Arkadaşlardan biri –bu arada arkadaşların kimler olduğunu ve isimlerini de anımsamadığımı belirteyim ki bir karışıklığa neden olmayayım, sanırım bu bilgisizliğin ya da unutkanlığın kökeninde kuyuda bulunuşum var, kuvvetle muhtemel gibime geliyor, bir travma olabilir, şaşkınlığın doğurduğu bir travma- "Ne ördeği ne vaklaması, adam yabancı kendi dilinde ne diyor", yanıtını verdi öfkeyle. 

Niye öfkelendiğini doğrusu anlamamıştım. Bir şaka yapmıştım ya da bir şaka yapmaya yeltenmiştim, bunda öfkelenecek ne olabilirdi ki. En fazla “Bu şaka olmadı!” denir ya da görmezden gelinir, geçilip gidilirdi. Sanırım bu arkadaşın öfkesinin altında başka şeyler var. Bu son şey o başka şeylerin su yüzüne çıkmasına neden olmuştu. O denli öfkelenecek, bir arkadaşı bir yabancıya yapılan şaka yüzünden bu denli terslemek bence yakışık değildi. Hiç hoş değildi hem de.

Bir başka arkadaş da, "Kendinden geçmiş bir kilise papazı gibi telaşlı bu yabancı bize sadece 'ne' mi diyor?, diye sordu. 

Terslenmiş olmanın verdiği öfke ve sinirle, "Ne zaman kendinden geçmiş bir kilise papazı gördün de böyle bir benzeti de bulundun?" diye karşılık verdim. 

Kendinden geçmiş kilise papazı diyen arkadaşım, "Peki sen ne zaman peşine tazı düşmüş ördek görmüştün ki?" diyerek okkalı bir yanıt verdi, kızıp köpürdüğü her halinden belliydi. Hem söyleyiş olarak belliydi hem duruş olarak. Kavgaya hazır biri gibi durmak için değiştirmişti duruş pozisyonunu. Görmezden gelmiştim. 

Bir başkası da –piknik dönüşü birlikte olduğumuz arkadaşlardan biri-, "Niçin kolayca aldandığını biliyor musun? Kolayca aldanıyorsun çünkü öyle olmasını yürekten istiyorsun.. Komik olan ne biliyor musun?
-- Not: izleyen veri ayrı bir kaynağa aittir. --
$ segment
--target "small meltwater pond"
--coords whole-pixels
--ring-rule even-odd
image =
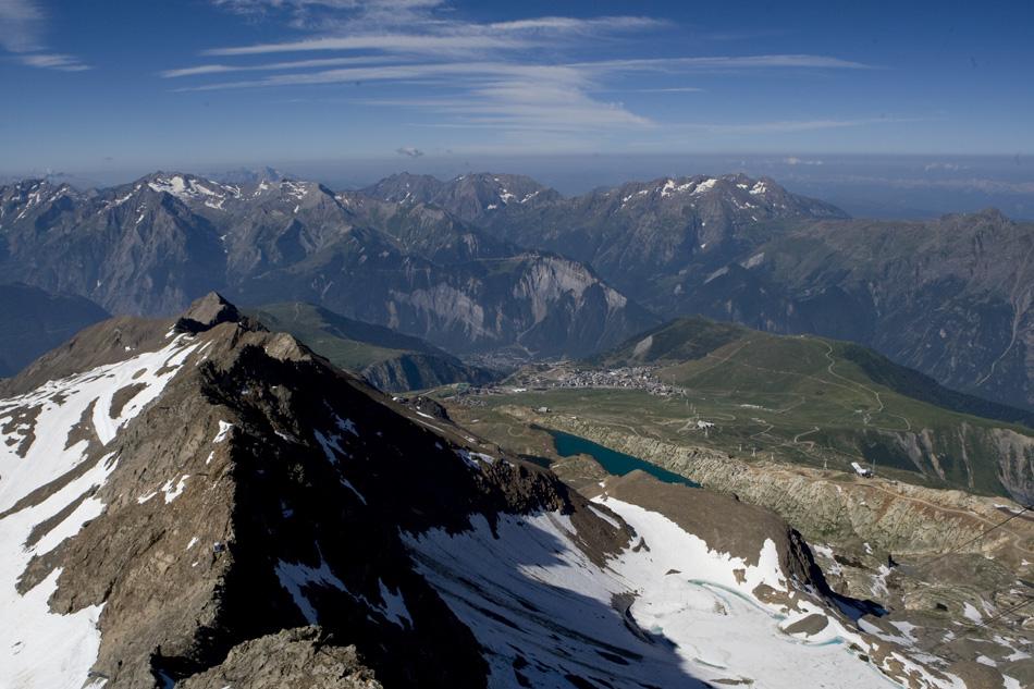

Öyle olduğuna inandığın şey sen de öyle sırıtıyor ki.. çünkü üzerine oturmuyor.. ve fakat sen "tam sana göre" denilene inandığın için "tam bana göre" diyorsun.. ama inan öyle çok sırıtıyor ki o inandığın sen de.. çukur bir aynada bir nesne ne kadar kendisi kalabiliyorsa sen de o inandığınla o kadar sen kalabiliyorsun.. buna traji-komik diyelim biz komiklikten öte.. biraz hüzünlü biraz gülünç, biraz acıklı biraz komik.. hadi üzülme.. Büyüdüğünde geçer, sende azıcık sen kalmışsa elbet!" diye uzun bir tirat kesti. Bütün bunların bir anlamı yoktu elbet. 

Her şey yolumuzun üstünde beliren sonra da, "What what what!" diye bağıran yabancı yüzünden başlamıştı. Bir birimize girmek üzereydik. Yine de metanetimizi korumanın bir yolunu bularak yolumuzun üstüne çıkıp dönüşümüzü engelleyen yabancının kimliği, neye benzediği, ne istediği üzerine tartışırken olmayacak bir şey oldu. 

Bir arkadaşım arkadaşlardan kadın olan ve çok yanında duran,– öyle ki eli yanındaki kadının omuzunda duruyordu, sanırım onlar karı kocaydı- hanıma, "Balkonun ışığını söndürdüğüne eminsin değil mi hayatım?"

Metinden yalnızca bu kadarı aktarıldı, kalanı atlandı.